Daha ilk baştan, doğuştan meraklı ve araştırmacıdır. Fakat
yaratılış hikmetinin meyvesi olan bu duygular, sonradan öğrenilen, korku
dürtüsüyle örselenir.
Ateşin yaktığını,
suyun boğduğunu anladıkça; korkusuz çocuktan; korkan, korkuyu içselleştirmiş ve
kalıba girmeyi, biçilen rol içinde kalmayı, emniyet telakki eden canlıya
evrilir.
Bu evrilme öyle bir hal alır ki, toplumun veya lider
komutlarını yaşanabilinecek tek güvenli liman olarak algılar. Bu sınırlar
dışındaki hiçbir şeye tahammül gösterilmez.
İşte tehlikeli burada!
Normal zamanda, tepki verilmeyecek ve hatta takdir edilecek
meseleler, kavga ve şiddet için bahane haline getirilir. Hani futbol
sahalarının çirkef simaları dışarıda çok iyi adam olur ya… Onun gibi.
“Sürüdeysen, sen, sen değilsin!”
Farklılaşma öylesi baş döndürücüdür ki, melekten şeytana
dönüşüm süreci göz açıp kapama zamanı kadar bile olmaz.
Yâda tam tersi yaşanır…
Sabır gösterilmeyecek şeyler karşısında susulur… Dilsiz şeytan olunur.
Sorgusuz itaat…
Acı olan; biat edilen şeytanilerin, şeytaniliklerine bahane
aramaya gerek bile duyulmaz.
“Lider yaptıysa vardır bir hikmeti” sürünün ortak
düşüncesidir.
Sürü düşünmez, itaat eder…
…
Kalabalıkları dürtü ile yönetilme arzusu ilkel kabile
şeflerinden, modern, demokrat yönetimlere kadar sürmekte, sürecektir de.
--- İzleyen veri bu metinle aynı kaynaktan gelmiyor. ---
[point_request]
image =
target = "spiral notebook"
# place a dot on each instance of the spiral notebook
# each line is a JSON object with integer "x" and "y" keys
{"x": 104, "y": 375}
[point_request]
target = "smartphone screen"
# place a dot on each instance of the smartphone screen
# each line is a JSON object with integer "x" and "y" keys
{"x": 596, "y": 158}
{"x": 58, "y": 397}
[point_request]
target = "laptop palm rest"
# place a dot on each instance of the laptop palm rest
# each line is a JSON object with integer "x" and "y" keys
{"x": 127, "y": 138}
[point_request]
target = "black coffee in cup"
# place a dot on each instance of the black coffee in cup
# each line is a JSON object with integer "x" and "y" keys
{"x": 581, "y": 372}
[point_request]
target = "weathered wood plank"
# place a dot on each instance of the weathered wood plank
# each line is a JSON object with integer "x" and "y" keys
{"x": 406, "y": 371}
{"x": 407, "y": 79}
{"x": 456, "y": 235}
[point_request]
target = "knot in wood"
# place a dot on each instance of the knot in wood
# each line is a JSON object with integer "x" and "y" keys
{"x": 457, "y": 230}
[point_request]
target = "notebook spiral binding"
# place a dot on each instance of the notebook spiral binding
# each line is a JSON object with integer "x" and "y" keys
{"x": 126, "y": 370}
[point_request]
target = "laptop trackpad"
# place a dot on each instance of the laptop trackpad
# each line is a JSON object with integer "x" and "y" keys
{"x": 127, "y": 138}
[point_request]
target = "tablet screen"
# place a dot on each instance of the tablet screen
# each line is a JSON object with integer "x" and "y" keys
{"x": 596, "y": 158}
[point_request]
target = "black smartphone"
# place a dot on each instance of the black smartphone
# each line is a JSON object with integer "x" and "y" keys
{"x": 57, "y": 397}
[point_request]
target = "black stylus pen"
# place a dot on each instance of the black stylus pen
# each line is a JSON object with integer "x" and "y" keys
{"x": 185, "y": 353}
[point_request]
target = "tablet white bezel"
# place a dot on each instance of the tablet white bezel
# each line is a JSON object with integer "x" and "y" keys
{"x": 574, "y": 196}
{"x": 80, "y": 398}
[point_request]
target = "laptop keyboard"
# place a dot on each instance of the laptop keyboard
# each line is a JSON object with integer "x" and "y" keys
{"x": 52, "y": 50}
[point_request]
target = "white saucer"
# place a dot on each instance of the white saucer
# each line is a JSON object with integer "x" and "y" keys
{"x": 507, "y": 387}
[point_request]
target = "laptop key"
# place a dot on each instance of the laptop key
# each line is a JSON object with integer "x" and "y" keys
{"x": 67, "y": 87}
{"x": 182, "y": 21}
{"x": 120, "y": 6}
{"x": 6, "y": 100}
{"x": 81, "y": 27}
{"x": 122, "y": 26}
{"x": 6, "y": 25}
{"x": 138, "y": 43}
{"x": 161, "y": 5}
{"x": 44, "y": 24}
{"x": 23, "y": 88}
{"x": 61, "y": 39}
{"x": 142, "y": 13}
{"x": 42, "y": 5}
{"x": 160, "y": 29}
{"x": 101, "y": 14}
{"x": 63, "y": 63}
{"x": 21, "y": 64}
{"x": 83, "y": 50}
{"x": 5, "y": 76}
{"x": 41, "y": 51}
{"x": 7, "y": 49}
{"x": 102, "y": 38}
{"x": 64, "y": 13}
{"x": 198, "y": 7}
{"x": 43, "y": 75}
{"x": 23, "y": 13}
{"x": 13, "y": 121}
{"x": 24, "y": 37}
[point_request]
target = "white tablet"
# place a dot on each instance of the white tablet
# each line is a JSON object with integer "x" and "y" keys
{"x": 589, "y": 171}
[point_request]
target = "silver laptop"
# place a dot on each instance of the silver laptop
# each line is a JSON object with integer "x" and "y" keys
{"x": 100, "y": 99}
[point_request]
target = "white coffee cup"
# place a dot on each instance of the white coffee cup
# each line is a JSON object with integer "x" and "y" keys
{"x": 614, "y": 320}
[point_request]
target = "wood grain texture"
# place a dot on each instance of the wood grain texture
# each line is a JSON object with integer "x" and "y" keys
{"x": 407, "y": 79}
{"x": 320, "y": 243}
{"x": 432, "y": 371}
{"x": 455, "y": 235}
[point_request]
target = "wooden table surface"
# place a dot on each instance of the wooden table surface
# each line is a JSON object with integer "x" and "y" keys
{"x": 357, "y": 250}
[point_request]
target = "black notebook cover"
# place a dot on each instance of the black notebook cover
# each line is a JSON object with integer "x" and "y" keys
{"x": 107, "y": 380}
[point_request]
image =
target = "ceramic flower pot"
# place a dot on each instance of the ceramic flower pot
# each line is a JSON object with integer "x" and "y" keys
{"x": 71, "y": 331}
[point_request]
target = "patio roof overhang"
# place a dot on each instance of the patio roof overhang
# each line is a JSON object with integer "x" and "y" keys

Merkezine toplumu ve toplum çıkarlarını koyduğunu vaaz
eden bütün yönetim biçimleri, öznesine lider egosunu koyar. Bu egonun tatminini
için en az bedelin ödenmesi ve hatta ödenmemesi arzulanır.
Bu ülküye erişilirken, kalıba sokulan kitlede haz
duygularının oluşturulması zorunludur.
Nedir bu haz duyguları?
Madde madde yazmak hazım bozukluğu yaratabilir. Hem ufuk
açmak, hem de gereksiz tartışma zemini açmamak adına sadece şunu söyleyeyim.
Allah’tan başka, kutsallaştırılan her şey!